Единственное, о чём там стоило бы упомянуть, так это о персонаже по имени Отто — который был поэтом и одновременно поваром Лупусов. Ближайший друг поэта Отто — лакей Утто. В довершение образа Мариенгоф считает нужным уточнить, что Отто похож на своего троюродного дядюшку — полотёра.

Тут Мариенгоф сатирически издевается не только над статусом поэта «в мире чистогана», но и, конечно же, в Советской России: поэты, лакеи, полотёры — все смешались.

«Кровь тяжелей чугуна. / Улица сатана» — такие стихи сочиняет Отто; можно говорить о лёгком пародировании Маяковского, но если присмотреться, то скорее здесь увидишь самопародию. Ко времени написания пьесы Мариенгоф в поэтическом ремесле разочаровывается всё больше — издеваясь над образом поэта, он словно заговаривает себя от этого обессмыслившегося — конечно же, в его конкретном случае, — занятия.

Для Никритиной в «Двуногих» была предусмотрена роль Бести — нищенки, уличной побирушки — тоже, впрочем, очаровательной.

Мариенгоф явно надеялся, что после того, как зрители кричали в прошлый раз «Зе-ру!» — в этот раз они будут кричать «Бес-ти!».

Но пьесу не приняли к постановке.

На весьма продолжительное время Мариенгоф охладеет к драматургии.

АНАТОЛИЙ И СЕРГЕЙ

Мариенгоф и Есенин прожили вместе, под одной крышей (вернее, под несколькими крышами, так как переезжали) больше, чем Есенин с любой из своих жён.

И фотографий совместных у них столько, сколько у Есенина нет ни с одной женщиной.
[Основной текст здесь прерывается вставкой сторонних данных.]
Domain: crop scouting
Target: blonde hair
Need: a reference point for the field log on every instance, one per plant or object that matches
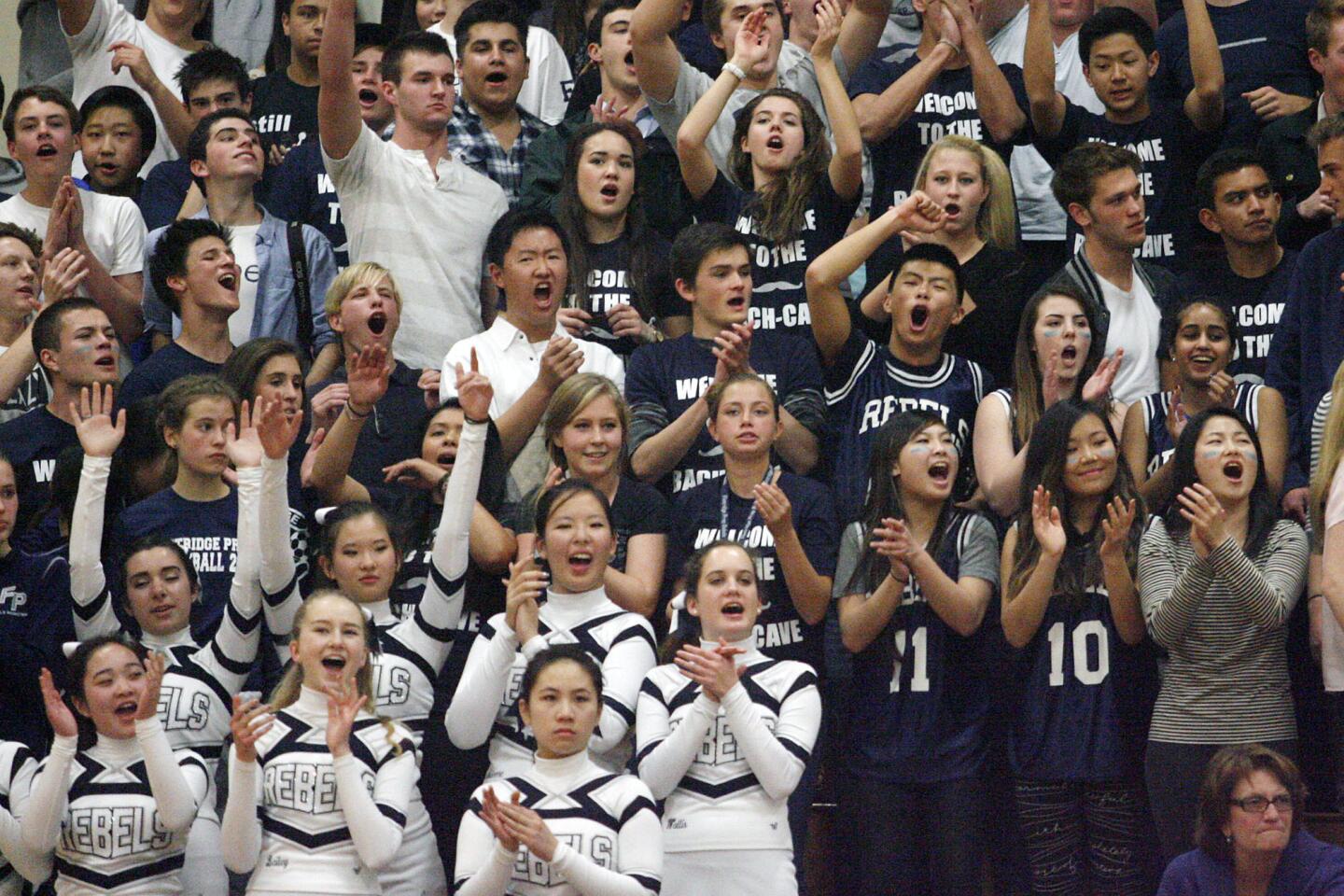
(357, 274)
(998, 219)
(287, 692)
(1332, 446)
(570, 399)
Мало того, их больше, чем снимков у Есенина со всеми его жёнами и любимыми, вместе взятыми. Какую-то конкуренцию составляет Айседора Дункан, но тут другая история: это не сами Есенин и Дункан фотографировались — это их, как одну из самых известных пар, фотографировали зарубежные репортёры.

Происхождение фотографий Мариенгофа и Есенина иного свойства: им ужасно нравилось себя запечатлевать. Они были уверены, что это — для истории.